Published September 21, 2023
9 months ago

South Africa's social grant system finds itself in hot water after experiencing several system failures which have left the 26-million beneficiaries without their much-needed funds. The system, accounting for roughly 17% of the country's tax revenue, while not always flawlessly operational, has been instrumental in the lives of numerous South Africans, providing crucial sustenance.

The government allocates over R22bn every month in social grants. Over 13 million children receive R500 every month, while around 4 million older people and an additional 1 million people with disabilities are granted R2,080 per month. A recent introduction to the system saw the provision of a R350 monthly social relief of distress grant to 8.5 million individuals.

However, an unsettling glitch last week highlighted potential systematic problems. This is reportedly the fourth failure of the system since Postbank took over the grant payments in October last year. The cause of the most recent malfunction remains unclear, with official sources simply citing 'a glitch' as the culprit.

The South African Social Security Agency (Sassa) revealed that Sassa and Postbank cardholders, who constitute nearly half the beneficiaries, were severely impacted by this malfunction. The extent of the impact remains unknown.

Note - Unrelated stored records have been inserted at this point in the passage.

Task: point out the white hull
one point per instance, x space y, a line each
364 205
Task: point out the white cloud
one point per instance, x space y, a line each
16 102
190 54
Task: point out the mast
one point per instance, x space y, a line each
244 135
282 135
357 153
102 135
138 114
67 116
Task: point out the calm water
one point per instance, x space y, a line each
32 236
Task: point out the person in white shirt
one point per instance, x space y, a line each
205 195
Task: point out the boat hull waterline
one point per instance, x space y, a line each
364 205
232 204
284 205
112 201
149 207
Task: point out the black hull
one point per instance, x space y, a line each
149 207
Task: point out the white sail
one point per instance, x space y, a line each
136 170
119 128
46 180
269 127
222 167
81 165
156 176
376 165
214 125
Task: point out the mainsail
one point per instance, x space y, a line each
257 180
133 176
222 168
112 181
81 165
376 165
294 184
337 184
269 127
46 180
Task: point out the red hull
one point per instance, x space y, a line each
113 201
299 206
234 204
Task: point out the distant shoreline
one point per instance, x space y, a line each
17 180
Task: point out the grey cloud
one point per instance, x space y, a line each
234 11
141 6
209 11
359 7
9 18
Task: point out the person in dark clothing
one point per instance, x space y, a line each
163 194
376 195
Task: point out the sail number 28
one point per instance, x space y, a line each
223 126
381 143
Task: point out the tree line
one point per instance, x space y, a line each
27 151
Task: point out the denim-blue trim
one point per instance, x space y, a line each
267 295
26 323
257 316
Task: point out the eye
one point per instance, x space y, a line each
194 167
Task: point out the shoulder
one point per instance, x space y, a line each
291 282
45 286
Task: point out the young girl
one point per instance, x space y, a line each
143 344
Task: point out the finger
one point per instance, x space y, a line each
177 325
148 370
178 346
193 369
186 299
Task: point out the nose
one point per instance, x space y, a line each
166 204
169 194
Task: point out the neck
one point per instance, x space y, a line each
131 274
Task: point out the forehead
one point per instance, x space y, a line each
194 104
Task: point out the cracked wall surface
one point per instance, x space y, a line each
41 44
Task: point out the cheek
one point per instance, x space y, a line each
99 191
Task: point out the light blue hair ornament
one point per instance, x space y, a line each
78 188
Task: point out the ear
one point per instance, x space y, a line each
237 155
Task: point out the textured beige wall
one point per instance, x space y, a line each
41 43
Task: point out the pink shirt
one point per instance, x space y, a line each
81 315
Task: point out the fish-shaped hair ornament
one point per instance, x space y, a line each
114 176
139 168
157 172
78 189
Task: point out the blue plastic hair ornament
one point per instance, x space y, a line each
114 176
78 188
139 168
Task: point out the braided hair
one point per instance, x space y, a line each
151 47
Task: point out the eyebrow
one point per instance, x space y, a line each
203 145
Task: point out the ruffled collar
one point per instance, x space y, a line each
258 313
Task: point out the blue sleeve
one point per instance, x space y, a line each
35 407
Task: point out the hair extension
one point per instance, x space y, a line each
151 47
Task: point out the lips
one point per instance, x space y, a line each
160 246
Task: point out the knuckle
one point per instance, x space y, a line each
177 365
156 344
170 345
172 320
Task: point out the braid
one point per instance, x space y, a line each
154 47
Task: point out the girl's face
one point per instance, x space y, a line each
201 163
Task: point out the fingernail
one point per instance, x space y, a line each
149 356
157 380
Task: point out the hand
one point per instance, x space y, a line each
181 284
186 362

Last Monday, pensioners reported their inability to access the grants. Although Postbank claimed the issue was resolved by Wednesday, withdrawals through retailers were still problematic. This led beneficiaries to desperately run from one ATM to another, resulting in numerous reversal instructions at banks, and ultimately further delaying payments.

Concerns have been rightfully raised about the SA Post Office’s capacity and infrastructure to effectively pay grants, as Black Sash previously expressed scepticism about their capabilities.

South Africa's social grant system acts as a lifeline for millions, preventing severe hunger and societal unrest. As such, the efficient functioning of this system should be a top priority for President Cyril Ramaphosa's government.